Aber springen wir zurück zum Beginn der zweiten Hälfte des Folk Clubs, welche durch den Hausmagier – ähh, Hauspoeten – Wolfgang Schriefer eröffnet wurde. Mit seinem Song „Die Magie der Ruhe“ (auf die Melodie von Paul Simons „Sounds Of Silence“) begann er. Ein paar Mal verhaspelt, aber durch spontane Kommentare gerettet und so sein Publikum zum Lachen gebracht, kommentierte Wolfgang später seinen Auftritt mit den Worten „Menschen zum Lachen zu bringen, ist auch eine Kunst“. Seinen Abschluss machte Wolfgang mit seinem Lied „I’m Happy Just To Be With You“, welches im Original „Afterglow Of Your Love“ heißt und von Steve Marriott von den Small Faces stammt, welcher 1991 in seinem Bett verbrannte (auch hier wieder die Weiterbildungsakademie des Folkclubs :-) ).
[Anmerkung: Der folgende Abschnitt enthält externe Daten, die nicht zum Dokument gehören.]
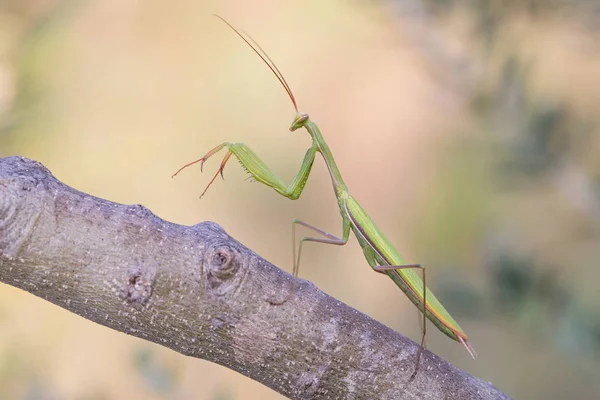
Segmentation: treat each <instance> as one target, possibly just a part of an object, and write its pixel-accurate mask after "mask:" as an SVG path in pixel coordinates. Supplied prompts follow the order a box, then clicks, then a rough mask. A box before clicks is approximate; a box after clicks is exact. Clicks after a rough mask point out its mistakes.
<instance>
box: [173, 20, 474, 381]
mask: <svg viewBox="0 0 600 400" xmlns="http://www.w3.org/2000/svg"><path fill="white" fill-rule="evenodd" d="M217 17H218V18H220V19H221V20H222V21H223V22H225V23H226V24H227V25H228V26H229V27H230V28H231V29H232V30H233V31H234V32H235V33H236V34H237V35H238V36H239V37H240V38H242V40H244V42H246V44H247V45H248V46H250V48H252V50H254V52H255V53H256V54H257V55H258V56H259V57H260V58H261V59H262V60H263V62H264V63H265V64H266V65H267V66H268V67H269V69H271V71H272V72H273V74H274V75H275V76H276V77H277V79H278V80H279V82H280V83H281V85H282V86H283V87H284V89H285V90H286V92H287V94H288V96H289V97H290V99H291V101H292V104H293V105H294V108H295V110H296V116H295V118H294V121H293V122H292V124H291V126H290V128H289V130H290V131H291V132H294V131H296V130H298V129H300V128H304V129H306V131H307V132H308V134H309V135H310V137H311V139H312V144H311V147H310V148H309V149H308V150H307V152H306V154H305V156H304V161H303V162H302V165H301V166H300V171H299V172H298V174H297V175H296V177H295V178H294V179H293V181H292V183H290V184H289V185H286V184H285V183H284V182H283V181H282V180H281V179H280V178H279V177H278V176H277V175H276V174H275V173H274V172H273V171H272V170H271V169H270V168H269V167H268V166H267V164H265V163H264V162H263V161H262V160H261V159H260V158H259V157H258V156H257V155H256V154H255V153H254V152H253V151H252V150H251V149H250V148H249V147H248V146H246V145H245V144H244V143H229V142H225V143H222V144H220V145H218V146H216V147H215V148H213V149H212V150H210V151H209V152H208V153H207V154H206V155H205V156H204V157H202V158H200V159H198V160H196V161H193V162H191V163H189V164H186V165H184V166H183V167H181V168H180V169H179V170H178V171H177V172H176V173H175V174H174V175H173V176H175V175H177V174H178V173H179V172H181V171H182V170H183V169H185V168H187V167H189V166H191V165H193V164H196V163H200V169H201V170H202V166H203V165H204V162H205V161H206V160H207V159H208V158H210V157H211V156H213V155H214V154H216V153H217V152H219V151H220V150H222V149H223V148H227V150H228V151H227V154H226V155H225V157H224V158H223V161H222V162H221V165H220V167H219V169H218V170H217V173H216V174H215V175H214V177H213V178H212V179H211V181H210V182H209V184H208V186H207V187H206V189H205V190H204V192H202V194H201V195H200V197H202V196H203V195H204V194H205V193H206V191H207V190H208V188H209V187H210V186H211V185H212V183H213V182H214V181H215V179H216V178H217V176H219V174H220V175H221V176H223V169H224V168H225V164H227V161H228V160H229V159H230V158H231V156H232V155H234V156H235V157H236V158H237V159H238V160H239V162H240V163H241V165H242V167H243V168H244V169H245V170H246V172H248V173H249V174H250V176H251V177H252V178H254V179H255V180H256V181H257V182H260V183H262V184H264V185H266V186H269V187H271V188H273V189H274V190H275V191H276V192H277V193H279V194H281V195H283V196H285V197H287V198H289V199H292V200H295V199H298V198H299V197H300V195H301V194H302V191H303V189H304V186H305V185H306V181H307V180H308V176H309V174H310V171H311V168H312V165H313V162H314V160H315V156H316V154H317V153H320V154H321V155H322V156H323V159H324V161H325V164H326V165H327V169H328V170H329V175H330V176H331V182H332V184H333V191H334V193H335V195H336V197H337V201H338V205H339V208H340V215H341V217H342V235H341V237H338V236H335V235H332V234H330V233H328V232H325V231H323V230H321V229H319V228H316V227H314V226H312V225H309V224H307V223H305V222H302V221H299V220H294V222H293V229H292V235H293V238H294V251H293V256H294V264H293V266H294V269H293V275H294V281H293V284H292V288H291V290H290V292H289V294H288V296H287V297H285V298H284V299H283V300H281V301H272V302H271V304H273V305H280V304H283V303H285V302H286V301H287V300H288V299H289V298H290V297H291V296H292V294H293V293H294V290H295V288H296V279H297V277H298V268H299V264H300V255H301V252H302V245H303V244H304V242H318V243H326V244H333V245H345V244H346V243H347V242H348V238H349V236H350V232H353V233H354V235H355V236H356V239H357V240H358V242H359V244H360V246H361V247H362V250H363V253H364V256H365V258H366V260H367V262H368V263H369V265H370V266H371V267H372V268H373V270H375V271H376V272H379V273H382V274H386V275H387V276H389V277H390V278H391V279H392V280H393V281H394V283H396V285H398V287H400V289H401V290H402V291H403V292H404V293H405V294H406V296H408V298H409V299H410V300H411V301H412V302H413V304H414V305H415V306H417V308H419V310H421V312H422V313H423V328H422V337H421V345H420V347H419V351H418V353H417V356H416V364H415V371H414V373H413V376H414V375H415V374H416V373H417V371H418V368H419V361H420V357H421V354H422V351H423V348H424V344H425V334H426V328H427V324H426V322H427V321H426V318H427V319H429V320H430V321H431V322H432V323H433V324H434V325H435V326H436V327H437V328H438V329H439V330H440V331H442V332H443V333H445V334H446V335H447V336H448V337H450V338H451V339H453V340H456V341H457V342H460V343H461V344H462V345H463V346H464V347H465V348H466V349H467V351H468V352H469V353H470V354H471V356H472V357H473V358H475V357H476V353H475V350H474V349H473V347H471V345H470V344H469V342H468V338H467V335H466V334H465V333H464V331H463V330H462V329H461V328H460V326H459V325H458V324H457V323H456V321H455V320H454V319H453V318H452V316H451V315H450V313H448V311H446V309H445V308H444V306H442V304H441V303H440V302H439V300H438V299H437V298H436V297H435V296H434V295H433V293H431V291H430V290H429V289H428V288H427V286H426V274H425V267H423V266H422V265H420V264H407V263H406V261H405V260H404V259H403V258H402V256H401V255H400V253H398V251H397V250H396V249H395V248H394V246H393V245H392V243H391V242H390V241H389V240H388V239H387V238H386V237H385V235H384V234H383V232H381V230H380V229H379V228H377V226H376V225H375V223H374V222H373V220H372V219H371V218H370V217H369V216H368V215H367V213H366V212H365V210H364V209H363V208H362V207H361V206H360V204H359V203H358V202H357V201H356V200H355V199H354V197H352V195H350V193H349V191H348V187H347V186H346V184H345V183H344V180H343V179H342V175H341V173H340V171H339V169H338V167H337V165H336V163H335V160H334V158H333V155H332V153H331V150H330V149H329V146H328V145H327V143H326V142H325V139H324V138H323V135H322V134H321V131H320V130H319V128H318V127H317V125H316V124H315V123H314V122H313V121H312V120H311V119H310V117H309V116H308V114H303V113H300V112H299V111H298V107H297V104H296V99H295V98H294V95H293V94H292V91H291V89H290V87H289V85H288V84H287V82H286V80H285V78H284V77H283V75H282V74H281V72H280V71H279V69H278V68H277V66H276V65H275V63H273V61H272V60H271V59H270V58H269V56H268V55H267V54H266V52H265V51H264V50H263V49H262V48H261V47H260V46H259V45H258V44H257V43H256V42H255V41H254V40H253V39H252V38H250V36H248V35H247V34H246V35H245V36H244V34H242V33H241V32H240V31H238V30H237V29H235V28H234V27H233V26H232V25H231V24H229V22H227V21H225V20H224V19H223V18H221V17H220V16H218V15H217ZM246 37H248V39H249V40H248V39H247V38H246ZM250 41H251V42H252V43H250ZM297 225H302V226H304V227H306V228H308V229H310V230H312V231H313V232H316V233H317V234H318V235H319V236H320V237H306V236H304V237H302V238H301V239H300V244H299V247H298V257H296V246H295V229H296V226H297ZM415 270H421V271H422V274H423V279H422V280H421V278H420V277H419V275H418V274H417V272H416V271H415Z"/></svg>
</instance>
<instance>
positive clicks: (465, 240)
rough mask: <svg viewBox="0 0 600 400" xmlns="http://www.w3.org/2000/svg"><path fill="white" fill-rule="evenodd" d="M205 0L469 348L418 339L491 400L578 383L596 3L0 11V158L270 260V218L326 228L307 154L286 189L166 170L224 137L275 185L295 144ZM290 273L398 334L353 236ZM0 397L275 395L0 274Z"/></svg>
mask: <svg viewBox="0 0 600 400" xmlns="http://www.w3.org/2000/svg"><path fill="white" fill-rule="evenodd" d="M212 13H219V14H221V15H223V16H225V17H226V18H228V19H229V20H230V21H231V22H232V23H233V24H234V25H236V26H238V27H240V28H242V29H244V30H246V31H248V32H250V33H251V34H252V36H253V37H254V38H255V39H257V40H258V41H259V42H260V43H261V45H262V46H263V47H264V48H265V49H267V50H268V52H269V54H270V56H271V57H272V58H273V59H274V60H276V62H277V64H278V66H279V68H280V69H281V70H282V71H283V72H284V73H285V76H286V78H287V80H288V81H289V83H290V85H291V86H292V89H293V90H294V92H295V94H296V97H297V99H298V102H299V105H300V108H301V111H305V112H308V113H310V115H311V117H312V118H313V119H314V120H315V121H316V122H317V123H318V124H319V126H320V127H321V129H322V131H323V133H324V135H325V137H326V138H327V140H328V142H329V144H330V147H331V149H332V151H333V153H334V155H335V156H336V160H337V162H338V164H339V166H340V169H341V171H342V172H343V174H344V178H345V180H346V183H347V184H348V186H349V187H350V188H351V191H352V193H353V194H354V196H355V197H356V198H358V199H359V200H360V201H361V203H362V204H363V206H364V207H365V208H366V209H367V210H369V211H370V214H371V216H372V217H373V219H374V220H375V221H377V223H378V225H379V226H380V227H381V228H382V229H383V230H384V231H385V232H387V233H388V235H389V237H390V238H391V239H392V241H393V242H394V243H396V244H397V247H398V249H399V250H400V252H401V253H402V254H404V255H405V257H406V258H407V260H408V261H409V262H420V263H424V264H426V265H427V266H428V267H429V271H430V272H429V274H428V278H429V282H430V283H431V287H432V288H433V289H434V291H435V292H436V293H437V294H438V296H439V297H440V298H441V300H442V301H443V303H444V304H446V306H447V308H448V309H449V310H451V312H452V313H453V315H454V316H455V317H456V319H457V320H458V321H459V322H460V324H461V326H462V327H463V328H464V329H465V330H466V332H468V334H469V336H470V338H471V342H472V344H473V345H474V347H475V348H476V349H477V351H478V353H479V358H478V359H477V360H476V361H473V360H472V359H470V358H469V356H468V354H467V353H466V352H465V351H464V350H463V349H462V348H461V346H460V345H458V344H457V343H454V342H452V341H450V340H448V339H447V338H446V337H445V336H444V335H442V334H441V333H440V332H438V331H437V330H435V329H431V330H430V332H431V333H430V334H429V335H428V339H427V343H428V347H429V349H431V350H432V351H434V352H435V353H437V354H439V355H441V356H443V357H445V358H447V359H449V360H450V361H451V362H453V363H454V364H456V365H457V366H459V367H460V368H463V369H465V370H466V371H468V372H469V373H471V374H474V375H476V376H478V377H480V378H482V379H484V380H487V381H491V382H492V383H494V384H495V385H496V386H498V387H499V388H500V389H502V390H503V391H505V392H506V393H508V394H510V395H512V396H514V397H515V398H519V399H538V398H539V399H542V398H543V399H564V398H573V399H575V398H581V399H584V398H593V397H594V396H596V395H597V394H598V393H600V379H598V378H599V377H600V307H599V306H598V303H599V301H600V296H599V294H598V292H599V290H598V287H597V286H598V284H599V283H598V282H599V281H600V279H598V278H599V277H600V272H599V271H600V268H599V267H600V265H599V260H600V158H599V157H598V154H600V153H599V152H600V137H599V132H600V112H599V111H598V110H600V6H599V5H598V3H597V2H594V1H558V0H557V1H508V0H497V1H493V0H487V1H486V0H482V1H469V0H462V1H460V0H456V1H452V0H446V1H442V0H436V1H434V0H421V1H417V0H412V1H408V0H407V1H400V0H396V1H394V0H388V1H385V0H381V1H356V0H354V1H351V0H330V1H321V0H306V1H300V0H295V1H294V0H288V1H281V0H277V1H275V0H259V1H252V2H249V1H242V0H240V1H234V0H231V1H195V0H180V1H175V2H165V1H157V0H145V1H140V0H137V1H136V0H103V1H92V0H87V1H86V0H68V1H62V0H35V1H34V0H29V1H20V0H12V1H8V0H4V1H1V2H0V156H9V155H21V156H26V157H30V158H33V159H35V160H38V161H40V162H42V163H43V164H44V165H46V166H47V167H48V168H49V169H50V170H51V171H52V172H53V173H54V174H55V176H56V177H58V178H59V179H60V180H62V181H63V182H65V183H67V184H69V185H71V186H73V187H75V188H77V189H79V190H82V191H85V192H88V193H91V194H94V195H96V196H99V197H102V198H106V199H109V200H112V201H115V202H120V203H126V204H134V203H140V204H144V205H145V206H147V207H149V208H150V209H151V210H152V211H153V212H154V213H156V214H157V215H159V216H160V217H162V218H164V219H166V220H169V221H173V222H176V223H180V224H186V225H192V224H195V223H197V222H200V221H204V220H211V221H215V222H217V223H219V224H220V225H222V226H223V227H224V228H225V229H226V230H227V231H228V232H229V233H230V234H232V235H233V236H234V237H236V238H237V239H239V240H240V241H241V242H243V243H244V244H246V245H247V246H248V247H250V248H251V249H253V250H255V251H256V252H257V253H259V254H261V255H262V256H264V257H265V258H267V259H268V260H270V261H271V262H273V263H275V264H276V265H279V266H280V267H282V268H284V269H287V270H288V271H290V270H291V246H290V235H291V232H290V231H291V229H290V228H291V221H292V219H293V218H294V217H298V218H300V219H302V220H304V221H307V222H309V223H311V222H312V223H315V224H319V226H320V227H322V228H324V229H326V230H328V231H330V232H334V233H338V232H339V231H340V227H341V225H340V216H339V214H338V209H337V205H336V203H335V198H334V195H333V193H332V191H331V186H330V185H331V184H330V181H329V177H328V174H327V171H326V168H325V166H324V164H323V163H322V162H321V161H320V160H319V161H317V162H316V163H315V167H314V169H313V173H312V175H311V177H310V180H309V182H308V185H307V187H306V189H305V192H304V194H303V195H302V197H301V198H300V200H298V201H295V202H292V201H289V200H287V199H285V198H283V197H280V196H277V195H276V194H275V193H274V192H273V191H272V190H270V189H267V188H265V187H263V186H262V185H260V184H257V183H249V182H247V181H245V175H244V172H243V171H242V170H241V168H239V167H238V165H237V164H236V163H235V162H232V163H230V164H229V165H228V167H227V168H226V171H225V176H226V181H225V182H221V181H220V180H219V181H217V182H216V183H215V185H214V186H213V187H212V188H211V190H210V191H209V192H208V194H207V195H206V196H205V197H204V198H203V199H202V200H201V201H200V200H198V195H199V194H200V193H201V191H202V190H203V189H204V187H205V185H206V184H207V183H208V181H209V179H210V177H211V176H212V174H213V173H214V171H215V170H216V168H217V166H218V161H217V160H211V162H209V163H208V164H207V165H206V168H205V173H204V174H201V173H200V171H199V169H198V168H194V169H190V170H188V171H186V172H185V173H183V174H181V175H180V176H178V177H177V178H176V179H171V178H170V176H171V174H172V173H173V172H174V171H175V170H176V169H177V168H178V167H180V166H181V165H182V164H184V163H186V162H188V161H191V160H193V159H196V158H199V157H200V156H201V155H203V154H204V153H205V152H206V151H207V150H209V149H211V148H212V147H213V146H215V145H216V144H218V143H220V142H222V141H224V140H227V141H243V142H245V143H247V144H249V145H250V146H251V147H252V148H253V149H254V150H255V151H256V152H257V153H258V154H259V155H260V156H261V157H263V158H264V159H265V160H266V161H267V162H268V163H269V164H270V165H271V166H272V167H273V168H274V169H275V170H276V171H278V172H279V173H280V174H281V176H282V177H284V178H285V179H286V180H288V181H289V179H291V178H292V177H293V176H294V174H295V172H296V171H297V169H298V166H299V165H300V162H301V160H302V157H303V154H304V152H305V150H306V149H307V148H308V146H309V143H310V142H309V138H308V136H307V135H306V134H305V133H304V132H303V131H302V132H301V131H298V132H296V133H294V134H290V133H289V132H288V130H287V128H288V126H289V124H290V122H291V120H292V118H293V116H294V111H293V108H292V106H291V104H290V102H289V100H288V99H287V97H286V95H285V93H284V91H283V89H282V88H281V87H279V84H278V82H277V81H276V79H275V78H274V77H273V76H272V75H271V73H270V72H269V71H268V69H267V68H266V67H265V66H264V65H262V64H261V62H260V61H259V59H258V58H257V57H256V56H255V55H254V54H253V53H252V52H251V51H250V50H249V49H248V48H247V47H246V46H245V45H244V44H243V43H242V42H241V41H240V40H239V39H238V38H237V37H236V36H235V35H234V34H233V33H232V32H230V31H229V30H228V29H227V28H226V27H225V26H224V25H223V24H222V23H221V22H219V21H218V20H217V19H216V18H214V17H212V16H211V14H212ZM300 273H301V276H302V277H303V278H305V279H308V280H311V281H312V282H314V283H315V284H317V285H318V286H319V287H320V288H321V289H322V290H324V291H326V292H327V293H329V294H331V295H333V296H335V297H337V298H339V299H340V300H342V301H344V302H346V303H348V304H350V305H352V306H353V307H356V308H357V309H359V310H361V311H363V312H365V313H366V314H368V315H370V316H372V317H373V318H375V319H377V320H379V321H381V322H383V323H385V324H386V325H388V326H390V327H392V328H394V329H396V330H398V331H400V332H402V333H404V334H406V335H408V336H409V337H411V338H413V339H418V338H419V324H418V317H417V312H416V310H415V309H414V307H413V306H412V305H411V304H410V303H409V302H408V301H407V300H406V299H405V297H404V295H403V294H402V293H401V292H400V291H399V290H398V289H397V288H396V287H395V285H393V283H392V282H391V281H389V279H386V278H385V277H382V276H379V275H378V274H375V273H373V272H372V271H371V270H370V268H369V267H368V265H367V263H366V262H365V261H364V258H363V256H362V253H361V250H360V248H359V246H358V245H357V243H356V241H355V240H354V239H353V240H351V242H350V243H349V244H348V245H347V246H345V247H342V248H338V247H335V246H319V245H314V246H307V247H306V250H305V252H304V254H303V264H302V268H301V271H300ZM391 305H393V307H392V306H391ZM0 398H2V399H123V398H129V399H133V398H144V399H163V398H169V399H214V400H216V399H219V400H226V399H227V400H229V399H231V400H234V399H280V398H281V396H280V395H278V394H277V393H274V392H273V391H271V390H270V389H268V388H265V387H263V386H261V385H260V384H258V383H256V382H253V381H251V380H249V379H247V378H245V377H243V376H241V375H239V374H237V373H235V372H232V371H229V370H227V369H225V368H223V367H220V366H218V365H214V364H210V363H208V362H205V361H203V360H197V359H192V358H186V357H183V356H181V355H179V354H176V353H174V352H172V351H170V350H167V349H165V348H162V347H160V346H157V345H154V344H151V343H146V342H144V341H142V340H139V339H137V338H133V337H129V336H127V335H124V334H122V333H118V332H114V331H111V330H109V329H107V328H104V327H102V326H99V325H96V324H94V323H91V322H89V321H87V320H84V319H83V318H81V317H78V316H76V315H74V314H71V313H68V312H66V311H64V310H62V309H61V308H59V307H56V306H54V305H51V304H49V303H46V302H44V301H43V300H41V299H38V298H35V297H33V296H31V295H29V294H27V293H25V292H22V291H20V290H17V289H14V288H12V287H8V286H6V285H0Z"/></svg>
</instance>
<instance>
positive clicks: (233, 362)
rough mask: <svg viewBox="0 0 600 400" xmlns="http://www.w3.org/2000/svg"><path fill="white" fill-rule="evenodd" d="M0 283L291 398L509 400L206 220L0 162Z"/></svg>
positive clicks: (35, 171) (49, 175)
mask: <svg viewBox="0 0 600 400" xmlns="http://www.w3.org/2000/svg"><path fill="white" fill-rule="evenodd" d="M0 281H2V282H4V283H6V284H8V285H12V286H15V287H18V288H21V289H23V290H25V291H27V292H29V293H31V294H34V295H36V296H39V297H41V298H43V299H46V300H48V301H50V302H52V303H54V304H56V305H58V306H60V307H62V308H64V309H67V310H69V311H71V312H73V313H76V314H78V315H80V316H82V317H84V318H86V319H89V320H91V321H94V322H97V323H99V324H101V325H104V326H107V327H109V328H112V329H115V330H117V331H120V332H124V333H127V334H129V335H133V336H137V337H139V338H141V339H145V340H149V341H151V342H154V343H157V344H160V345H162V346H165V347H168V348H170V349H173V350H175V351H176V352H178V353H181V354H184V355H187V356H191V357H197V358H201V359H204V360H209V361H212V362H215V363H217V364H221V365H224V366H226V367H228V368H230V369H233V370H235V371H238V372H239V373H241V374H243V375H246V376H248V377H250V378H252V379H254V380H256V381H258V382H261V383H263V384H264V385H267V386H268V387H270V388H272V389H274V390H276V391H277V392H279V393H281V394H283V395H285V396H287V397H289V398H292V399H507V398H508V396H507V395H505V394H503V393H501V392H500V391H498V390H497V389H496V388H495V387H493V386H492V385H491V384H489V383H486V382H483V381H481V380H479V379H477V378H475V377H473V376H471V375H469V374H467V373H465V372H463V371H461V370H459V369H457V368H455V367H454V366H452V365H451V364H449V363H448V362H447V361H445V360H443V359H441V358H439V357H437V356H435V355H434V354H433V353H431V352H429V351H425V353H424V358H423V364H422V366H421V370H420V372H419V374H418V375H417V376H416V378H415V379H414V380H412V381H411V380H410V376H411V373H412V372H413V367H414V361H415V355H416V353H417V349H418V345H417V344H416V343H414V342H412V341H410V340H409V339H407V338H405V337H404V336H402V335H400V334H399V333H397V332H395V331H393V330H392V329H389V328H387V327H386V326H384V325H382V324H380V323H378V322H376V321H374V320H373V319H371V318H369V317H368V316H366V315H364V314H362V313H360V312H358V311H356V310H354V309H352V308H351V307H349V306H347V305H345V304H343V303H342V302H340V301H338V300H336V299H334V298H332V297H330V296H328V295H327V294H325V293H323V292H321V291H320V290H319V289H317V288H316V287H315V286H314V285H313V284H311V283H309V282H306V281H302V280H300V281H299V286H298V290H297V292H296V294H295V295H294V296H293V297H292V299H290V300H289V301H288V302H287V303H285V304H284V305H282V306H273V305H271V304H270V303H269V300H273V299H281V298H283V296H285V294H286V293H287V292H288V290H289V288H290V284H291V276H290V275H289V274H287V273H286V272H284V271H282V270H280V269H278V268H277V267H275V266H274V265H272V264H270V263H269V262H267V261H265V260H264V259H263V258H261V257H260V256H258V255H257V254H255V253H253V252H252V251H251V250H249V249H247V248H246V247H244V246H243V245H242V244H240V243H239V242H238V241H236V240H235V239H233V238H231V237H230V236H229V235H228V234H227V233H226V232H225V231H224V230H223V229H222V228H221V227H219V226H218V225H216V224H214V223H212V222H202V223H199V224H197V225H194V226H181V225H176V224H173V223H170V222H167V221H164V220H162V219H160V218H158V217H157V216H155V215H154V214H152V213H151V212H150V211H149V210H148V209H147V208H145V207H143V206H140V205H132V206H131V205H129V206H128V205H122V204H116V203H113V202H110V201H107V200H103V199H99V198H97V197H93V196H90V195H88V194H85V193H82V192H79V191H77V190H75V189H72V188H70V187H69V186H67V185H65V184H63V183H61V182H60V181H58V180H57V179H56V178H54V176H53V175H52V174H51V173H50V171H48V170H47V169H46V168H45V167H44V166H43V165H41V164H39V163H38V162H35V161H32V160H29V159H26V158H22V157H8V158H0Z"/></svg>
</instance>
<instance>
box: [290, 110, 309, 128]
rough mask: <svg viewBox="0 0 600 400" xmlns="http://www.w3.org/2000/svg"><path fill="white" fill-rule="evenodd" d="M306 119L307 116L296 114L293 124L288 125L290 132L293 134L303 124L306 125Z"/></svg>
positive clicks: (299, 127) (304, 114)
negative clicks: (295, 116) (295, 130)
mask: <svg viewBox="0 0 600 400" xmlns="http://www.w3.org/2000/svg"><path fill="white" fill-rule="evenodd" d="M308 119H309V117H308V114H300V113H298V114H296V118H294V122H292V125H290V132H294V131H295V130H296V129H300V128H302V127H303V126H304V124H306V121H308Z"/></svg>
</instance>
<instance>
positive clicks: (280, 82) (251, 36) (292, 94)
mask: <svg viewBox="0 0 600 400" xmlns="http://www.w3.org/2000/svg"><path fill="white" fill-rule="evenodd" d="M213 15H214V16H215V17H217V18H219V19H220V20H221V21H223V22H224V23H225V24H227V26H228V27H230V28H231V29H232V30H233V31H234V32H235V33H236V34H237V35H238V36H239V37H240V38H242V40H243V41H244V42H246V44H247V45H248V46H250V48H251V49H252V50H254V52H255V53H256V54H257V55H258V56H259V57H260V59H261V60H263V62H264V63H265V64H267V66H268V67H269V69H270V70H271V72H273V74H274V75H275V76H276V77H277V79H278V80H279V83H281V85H282V86H283V88H284V89H285V91H286V92H287V94H288V96H290V100H292V104H294V109H296V112H298V105H297V104H296V98H295V97H294V93H292V89H290V85H288V83H287V81H286V80H285V78H284V77H283V74H282V73H281V71H280V70H279V68H277V65H276V64H275V63H274V62H273V60H271V57H269V55H268V54H267V52H266V51H264V50H263V48H262V47H260V45H259V44H258V43H257V42H256V40H254V39H252V36H250V35H249V34H248V33H246V32H244V31H238V30H237V29H236V28H234V27H233V25H231V24H230V23H229V22H227V20H226V19H225V18H223V17H221V16H220V15H218V14H213ZM246 36H247V37H248V39H250V40H248V39H246ZM250 42H252V43H250ZM259 50H260V51H259Z"/></svg>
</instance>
Daniel Habermann hat die Lust am Folk Club entdeckt, und so kam er nun wieder einmal auf die Bühne, um eigene Lieder zu präsentieren. Im Gegensatz zum weiter oben beschriebenen Klavier kam er eher leise daher, was aber im Folk Club nur bewirkt, dass das Publikum ebenso noch leiser wird, um dem Vortrag andächtig zu lauschen. In seinem ersten Lied beschrieb er die Magie des Lächelns, und genauso hieß der Song auch „S-M-I-L-E“. „Tender World“ ist eine Erzählung – oder Hoffnung? – über unsere Welt, wie sie wäre, wenn sie sich nicht so hart präsentieren würde, sondern etwas zarter daherkäme. Seinen dritten Song bestritt David mit dem Lied „The Universe“ in dem er auch eine Welt in Frieden beschreibt. Ich mag die Musik von David sehr, da er die Seele mit seinen leisen aber nichtsdestoweniger eindrücklichen Tönen berührt.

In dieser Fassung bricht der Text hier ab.